First trimester progesterone supplementation in IVF may support early pregnancy through
7 weeks by delaying a miscarriage but it does not improve live birth rates (Proctor
et al., 2006).
Conclusions
The cause of luteal phase defect in stimulated IVF cycles seems to be related to the
supra- physiologic levels of steroids.
Luteal phase support with HCG or progesterone after assisted reproduction results
in an increased pregnancy rate (Fatemi, et al., 2007).
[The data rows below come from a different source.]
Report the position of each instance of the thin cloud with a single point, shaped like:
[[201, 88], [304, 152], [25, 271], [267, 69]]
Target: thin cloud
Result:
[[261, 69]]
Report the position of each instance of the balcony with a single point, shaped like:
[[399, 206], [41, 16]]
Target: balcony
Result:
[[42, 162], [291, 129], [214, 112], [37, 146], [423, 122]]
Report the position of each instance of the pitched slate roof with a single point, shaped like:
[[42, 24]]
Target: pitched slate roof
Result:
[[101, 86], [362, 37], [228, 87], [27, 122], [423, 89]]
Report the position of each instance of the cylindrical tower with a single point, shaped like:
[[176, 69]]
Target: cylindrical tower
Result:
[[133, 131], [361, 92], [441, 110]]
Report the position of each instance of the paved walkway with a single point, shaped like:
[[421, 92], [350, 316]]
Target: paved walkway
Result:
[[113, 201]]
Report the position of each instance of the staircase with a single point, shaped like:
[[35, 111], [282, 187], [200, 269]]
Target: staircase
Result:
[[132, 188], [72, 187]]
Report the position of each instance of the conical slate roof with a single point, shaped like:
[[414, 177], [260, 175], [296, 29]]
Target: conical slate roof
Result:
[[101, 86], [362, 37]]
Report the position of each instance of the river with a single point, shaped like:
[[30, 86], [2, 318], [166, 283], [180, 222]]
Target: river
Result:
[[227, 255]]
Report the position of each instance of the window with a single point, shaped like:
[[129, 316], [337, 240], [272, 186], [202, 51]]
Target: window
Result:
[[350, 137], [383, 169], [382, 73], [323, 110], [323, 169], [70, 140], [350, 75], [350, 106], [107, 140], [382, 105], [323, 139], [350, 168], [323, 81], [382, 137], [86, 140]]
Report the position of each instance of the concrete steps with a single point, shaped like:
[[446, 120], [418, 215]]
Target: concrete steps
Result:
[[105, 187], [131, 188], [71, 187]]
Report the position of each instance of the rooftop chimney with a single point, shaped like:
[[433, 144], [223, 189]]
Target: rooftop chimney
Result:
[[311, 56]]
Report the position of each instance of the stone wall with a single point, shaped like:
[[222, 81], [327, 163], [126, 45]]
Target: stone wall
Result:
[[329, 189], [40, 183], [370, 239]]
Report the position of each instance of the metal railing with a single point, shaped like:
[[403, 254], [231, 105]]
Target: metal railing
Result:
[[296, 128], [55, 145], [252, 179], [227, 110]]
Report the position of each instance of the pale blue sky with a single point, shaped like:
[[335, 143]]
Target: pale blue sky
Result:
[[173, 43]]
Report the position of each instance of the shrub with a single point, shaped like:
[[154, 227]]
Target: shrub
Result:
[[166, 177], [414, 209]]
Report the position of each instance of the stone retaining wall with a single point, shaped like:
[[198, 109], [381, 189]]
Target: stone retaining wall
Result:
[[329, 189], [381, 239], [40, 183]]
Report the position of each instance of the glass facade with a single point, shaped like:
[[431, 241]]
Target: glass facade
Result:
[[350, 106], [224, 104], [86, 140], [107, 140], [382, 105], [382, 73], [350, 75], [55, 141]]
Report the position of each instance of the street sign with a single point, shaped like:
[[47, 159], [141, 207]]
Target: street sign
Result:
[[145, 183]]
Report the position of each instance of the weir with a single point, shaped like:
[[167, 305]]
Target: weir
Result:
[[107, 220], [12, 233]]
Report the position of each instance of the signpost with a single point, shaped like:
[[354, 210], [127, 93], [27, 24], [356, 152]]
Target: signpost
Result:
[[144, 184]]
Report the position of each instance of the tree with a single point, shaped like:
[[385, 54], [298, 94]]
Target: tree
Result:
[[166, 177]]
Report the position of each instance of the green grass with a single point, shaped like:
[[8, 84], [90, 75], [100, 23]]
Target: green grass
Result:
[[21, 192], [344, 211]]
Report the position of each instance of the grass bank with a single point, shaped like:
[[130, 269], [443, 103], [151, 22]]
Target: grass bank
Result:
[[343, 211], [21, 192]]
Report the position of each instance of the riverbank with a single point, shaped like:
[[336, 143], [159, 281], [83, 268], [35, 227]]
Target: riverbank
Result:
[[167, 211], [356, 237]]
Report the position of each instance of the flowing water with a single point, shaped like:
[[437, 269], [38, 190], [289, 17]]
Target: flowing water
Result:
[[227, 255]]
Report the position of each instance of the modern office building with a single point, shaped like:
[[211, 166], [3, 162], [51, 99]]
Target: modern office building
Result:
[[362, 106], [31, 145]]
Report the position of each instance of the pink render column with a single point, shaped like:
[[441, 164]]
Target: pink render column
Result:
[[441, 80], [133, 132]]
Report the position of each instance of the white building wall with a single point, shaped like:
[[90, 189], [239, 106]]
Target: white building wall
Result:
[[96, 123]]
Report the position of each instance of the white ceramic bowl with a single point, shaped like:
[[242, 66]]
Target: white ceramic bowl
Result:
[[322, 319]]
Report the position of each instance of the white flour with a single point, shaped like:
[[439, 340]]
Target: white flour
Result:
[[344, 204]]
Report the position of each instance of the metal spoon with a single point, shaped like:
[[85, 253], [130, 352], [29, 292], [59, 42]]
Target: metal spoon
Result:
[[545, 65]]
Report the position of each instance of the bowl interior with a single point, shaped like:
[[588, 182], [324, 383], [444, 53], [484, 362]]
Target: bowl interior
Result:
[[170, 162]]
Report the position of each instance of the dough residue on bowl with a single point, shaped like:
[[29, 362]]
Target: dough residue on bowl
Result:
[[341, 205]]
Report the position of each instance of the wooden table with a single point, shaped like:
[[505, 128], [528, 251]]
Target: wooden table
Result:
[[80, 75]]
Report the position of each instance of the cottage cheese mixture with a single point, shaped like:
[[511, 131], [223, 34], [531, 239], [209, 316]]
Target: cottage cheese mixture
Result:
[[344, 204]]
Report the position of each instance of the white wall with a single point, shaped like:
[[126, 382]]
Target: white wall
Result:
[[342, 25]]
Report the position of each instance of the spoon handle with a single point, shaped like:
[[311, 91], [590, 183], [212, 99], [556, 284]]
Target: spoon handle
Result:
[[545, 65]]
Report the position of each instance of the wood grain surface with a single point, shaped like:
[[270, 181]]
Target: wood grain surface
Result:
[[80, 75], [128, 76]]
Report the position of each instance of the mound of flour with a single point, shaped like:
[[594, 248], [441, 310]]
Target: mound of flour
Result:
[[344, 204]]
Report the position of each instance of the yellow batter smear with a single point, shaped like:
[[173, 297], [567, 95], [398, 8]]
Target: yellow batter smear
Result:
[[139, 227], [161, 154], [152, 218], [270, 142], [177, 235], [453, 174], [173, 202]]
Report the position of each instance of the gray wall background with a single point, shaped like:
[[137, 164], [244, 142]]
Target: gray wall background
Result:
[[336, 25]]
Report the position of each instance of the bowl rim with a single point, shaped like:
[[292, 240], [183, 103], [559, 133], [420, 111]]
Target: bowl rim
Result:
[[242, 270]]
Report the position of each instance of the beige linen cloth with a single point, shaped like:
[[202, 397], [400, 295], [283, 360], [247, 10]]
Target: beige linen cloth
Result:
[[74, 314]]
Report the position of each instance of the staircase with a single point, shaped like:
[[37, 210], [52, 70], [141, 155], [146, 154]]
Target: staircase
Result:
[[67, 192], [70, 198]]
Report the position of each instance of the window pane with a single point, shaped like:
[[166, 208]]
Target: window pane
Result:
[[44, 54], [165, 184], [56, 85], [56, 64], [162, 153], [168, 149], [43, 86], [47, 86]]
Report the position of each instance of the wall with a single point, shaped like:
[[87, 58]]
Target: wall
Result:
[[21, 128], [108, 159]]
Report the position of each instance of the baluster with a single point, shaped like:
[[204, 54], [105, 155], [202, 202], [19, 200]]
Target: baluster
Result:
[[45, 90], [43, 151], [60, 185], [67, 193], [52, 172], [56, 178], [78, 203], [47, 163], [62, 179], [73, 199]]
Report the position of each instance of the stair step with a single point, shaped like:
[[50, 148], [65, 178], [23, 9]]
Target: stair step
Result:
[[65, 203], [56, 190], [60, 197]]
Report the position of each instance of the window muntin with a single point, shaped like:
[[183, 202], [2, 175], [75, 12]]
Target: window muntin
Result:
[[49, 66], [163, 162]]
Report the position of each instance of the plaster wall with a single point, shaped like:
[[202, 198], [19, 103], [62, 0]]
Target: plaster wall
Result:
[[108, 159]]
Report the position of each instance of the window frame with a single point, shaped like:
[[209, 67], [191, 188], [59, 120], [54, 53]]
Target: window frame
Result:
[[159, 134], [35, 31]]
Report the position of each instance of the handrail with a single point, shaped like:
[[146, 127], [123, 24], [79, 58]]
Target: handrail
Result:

HCG is associated with a greater risk of OHSS. Luteal support with hCG should be avoided
if E2 >2700pg/ml (Fatemi, et al., 2007) and if the number of follicles is >10 (Fatemi,
et al., 2007).
Natural micronised progesterone is not efficient if taken orally (Fatemi, et al.,
2007). Vaginal and intra muscular progesterone seem to have comparable implantation
and clinical pregnancy rates and delivery rates (Fatemi, et al., 2007).
The addition of oral E2 to the progestin for luteal phase support still seems not
to be beneficial (Kolibianakis et al., 2008).
The length of luteal phase support in stimulated IVF cycles does not need to exceed
14 days from the day of transfer (day 3 post OR) until the day of a positive HCG test
(Nyboe Anderson et al., 2002).
In the coming years, IVF stimulation may evolve into a more physiologic process –
a milder stimulation – with the significant fringe benefit of reducing or eliminating
the current luteal phase defect.
Future prospects
It appears that the cause of luteal phase defect in IVF is related to the supraphysiological
levels of steroids, it would be interesting to find out which is the threshold, where
the luteal phase defect initiates.
Further more it should be more specified whether it is the progesterone, E2 or both
causing the luteal phase defect in stimulated cycles. Therefore a progesterone antagonist
could be administered in oocyte donors and the luteal endocrine profile of those patients
should be evaluated. Also the combined use of an anti-estrogen, i.e. an aromatase
inhibitor and a progesterone antagonist in oocyte donors should be further evaluated.
CC occupies the hypothalamic estrogen receptors for several weeks (Dickey et al.,
1996). The long term receptor occupancy might lead to higher luteal LH concentrations,
correcting the luteal phase defect observed in stimulated IVF cycles (Van Steirteghem
et al., 1988). It would be interesting to evaluate, whether there is a luteal phase
defect in cycles stimulated with clomiphene citrate/ recombinant FSH and gonadotropin-releasing
hormone antagonist, despite the significantly higher LH levels measured in the luteal
phase of these cycles (Tavaniotou et al., 2002).
Furthermore the administration of very low dose of HCG for luteal phase support in
stimulated IVF cycles without the co-administration of P and E2 should be evaluated.
Last but not least, further genetic research of endometrium should be performed,
to find out why anno 2009 still we have such a low ongoing pregnancy rates after IVF/ICSI.